Here, in my own city, there is a chilling collection of automata. They arrived in Salamanca in the nineteenth and twentieth centuries. What is most unsettling is that they are dressed in very shiny fabric, eating, laughing, applauding, always in slow motion, as in horror films. Their faces are made of porcelain. They are in Casa Lis, an art nouveau and art deco museum that recently dedicated an exhibition to them, From Clockwork to Code.
The aim of the exhibition was to take a technology from two centuries ago and insert it into the twenty-first through digital twins. Each automaton was scanned in detail so that it could have an electronic double—the double of the double. There are videos of the doll Gargantua drinking and eating, but not speaking. There is an acrobat clown, but he is silent. There is a Spanish woman playing the mandolin, although her mandolin does not exist and she is pure mechanism; everything else—except the face and the motor—is broken.

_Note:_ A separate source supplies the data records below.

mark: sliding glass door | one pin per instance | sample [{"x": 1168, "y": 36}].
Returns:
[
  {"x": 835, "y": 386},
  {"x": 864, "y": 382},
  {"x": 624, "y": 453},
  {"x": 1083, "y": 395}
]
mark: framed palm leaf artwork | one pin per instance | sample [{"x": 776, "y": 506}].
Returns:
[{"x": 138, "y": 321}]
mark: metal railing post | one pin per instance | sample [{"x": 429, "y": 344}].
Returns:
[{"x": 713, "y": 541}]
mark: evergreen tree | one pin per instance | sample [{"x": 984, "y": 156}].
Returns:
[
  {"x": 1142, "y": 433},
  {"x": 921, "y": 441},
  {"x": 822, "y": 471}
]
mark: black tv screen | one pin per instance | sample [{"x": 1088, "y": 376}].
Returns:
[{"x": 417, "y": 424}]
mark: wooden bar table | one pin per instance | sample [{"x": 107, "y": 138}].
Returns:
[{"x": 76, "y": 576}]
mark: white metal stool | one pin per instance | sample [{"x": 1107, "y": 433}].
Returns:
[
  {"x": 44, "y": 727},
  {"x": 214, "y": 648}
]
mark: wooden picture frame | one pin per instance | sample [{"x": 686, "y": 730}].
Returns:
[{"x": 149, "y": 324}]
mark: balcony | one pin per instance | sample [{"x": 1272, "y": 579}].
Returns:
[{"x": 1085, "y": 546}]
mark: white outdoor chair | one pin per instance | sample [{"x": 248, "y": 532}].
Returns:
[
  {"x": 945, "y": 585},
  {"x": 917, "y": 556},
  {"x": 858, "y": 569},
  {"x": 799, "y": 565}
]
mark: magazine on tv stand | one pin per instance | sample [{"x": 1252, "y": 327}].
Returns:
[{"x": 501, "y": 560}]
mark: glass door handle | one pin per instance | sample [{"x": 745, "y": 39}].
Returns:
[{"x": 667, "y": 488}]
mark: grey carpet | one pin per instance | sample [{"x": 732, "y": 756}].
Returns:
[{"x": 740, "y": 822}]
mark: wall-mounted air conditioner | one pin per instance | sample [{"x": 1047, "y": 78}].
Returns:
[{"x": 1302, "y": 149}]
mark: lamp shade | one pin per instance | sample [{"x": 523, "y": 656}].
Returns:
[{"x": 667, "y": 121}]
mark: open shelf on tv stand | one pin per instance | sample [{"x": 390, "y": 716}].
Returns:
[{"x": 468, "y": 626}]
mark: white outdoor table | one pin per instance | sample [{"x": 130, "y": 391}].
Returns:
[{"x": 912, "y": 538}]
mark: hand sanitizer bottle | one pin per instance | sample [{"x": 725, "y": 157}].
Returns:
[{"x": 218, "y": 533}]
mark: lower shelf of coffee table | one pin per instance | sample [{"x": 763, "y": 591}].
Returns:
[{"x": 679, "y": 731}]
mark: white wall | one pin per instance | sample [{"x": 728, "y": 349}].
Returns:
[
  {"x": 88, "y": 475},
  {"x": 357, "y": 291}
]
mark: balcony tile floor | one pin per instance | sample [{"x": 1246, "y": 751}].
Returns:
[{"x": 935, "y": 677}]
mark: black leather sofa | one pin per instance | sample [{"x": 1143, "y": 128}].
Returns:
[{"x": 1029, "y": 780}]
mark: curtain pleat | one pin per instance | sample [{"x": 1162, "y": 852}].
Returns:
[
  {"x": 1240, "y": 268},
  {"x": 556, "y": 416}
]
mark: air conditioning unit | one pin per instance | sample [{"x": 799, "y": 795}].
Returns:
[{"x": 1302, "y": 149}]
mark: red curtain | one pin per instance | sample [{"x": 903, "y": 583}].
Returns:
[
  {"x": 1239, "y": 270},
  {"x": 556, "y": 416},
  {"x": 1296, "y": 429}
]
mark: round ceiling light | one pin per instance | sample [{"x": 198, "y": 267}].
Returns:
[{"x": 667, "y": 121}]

The closest we have come to teaching the golem to speak is, evidently, artificial intelligence. Almost everyone knows that artificial intelligence is in fact a language model, a combination of linguistic possibilities already foreshadowed in Kabbalah. In Kabbalistic terms, an AI resembles the Torah—a device, a fabric, a configuration—more than it resembles the golem.
The golem recalls the old computers of the 1990s, the screeching modem beeps, the slowness of any command in Basic programming code. The Torah is a supercomputer, the MareNostrum of the Barcelona Supercomputing Center, or a quantum computer, whose functioning we cannot truly comprehend. Everything can be and not be simultaneously. Everything can be read forward and backward. The Torah does speak, but it does not resemble man; it resembles God.
What could be more cheerful than the belief in a domestic god, asks Franz Kafka in one of his Zürau aphorisms. AI is the golem already divinized (issue 256 of Letras Libres, on AI, is precisely titled “Artificial Intelligence, Our Golem”). We have almost reached demut, and I do not say this with optimism. We are almost gods.
For the past couple of years, we have all spoken, to a greater or lesser extent, with the golem. In fact, we have taught it to converse—like Rabbi Judah Loew in Jorge Luis Borges—and each day we place at its disposal unimaginable quantities of information so that it may feed and grow. Kabbalah is now realized not on the mystical plane but on the electronic one, and combinatorics serves a spirit—but not ours.
When I speak about the golem with writers, philosophers, or people in the humanities, I tell them that at this very moment the creature is sweeping the synagogue. It reviews books, writes theses, edits texts, summarizes data, falsifies lists. Sometimes it hallucinates, and we regard the mistake with tenderness (“and with some horror”), but deep down a kind of instinct is activated. It is a kind of fear that indicates it is not right to speak with something that lacks demut, just as one cannot speak with a dog or an elephant.
The golem hallucinates. The drift of its intelligence is perhaps the most human thing it possesses, and therefore the most frightening. All stories about the golem—including Pinocchio and Frankenstein—end badly; they end with the impossibility of achieving true human likeness (the real boy, the bride, adulthood) and with vengeance against the creator. The proto-father, Geppetto or Doctor Victor Frankenstein, ends up like Jonah, expiating his sin in the belly of the whale.
The letter that the rabbi erases from the golem’s forehead is aleph. Aleph always returns, because it is the infinite sign. However, in today’s artificial intelligences it is not easy to erase the imprint of the letter, because our golem is not made of clay or stone but, I repeat, like the Torah: of words. It is made of words—aleph, beth, gimel, dalet, zero, one: like God.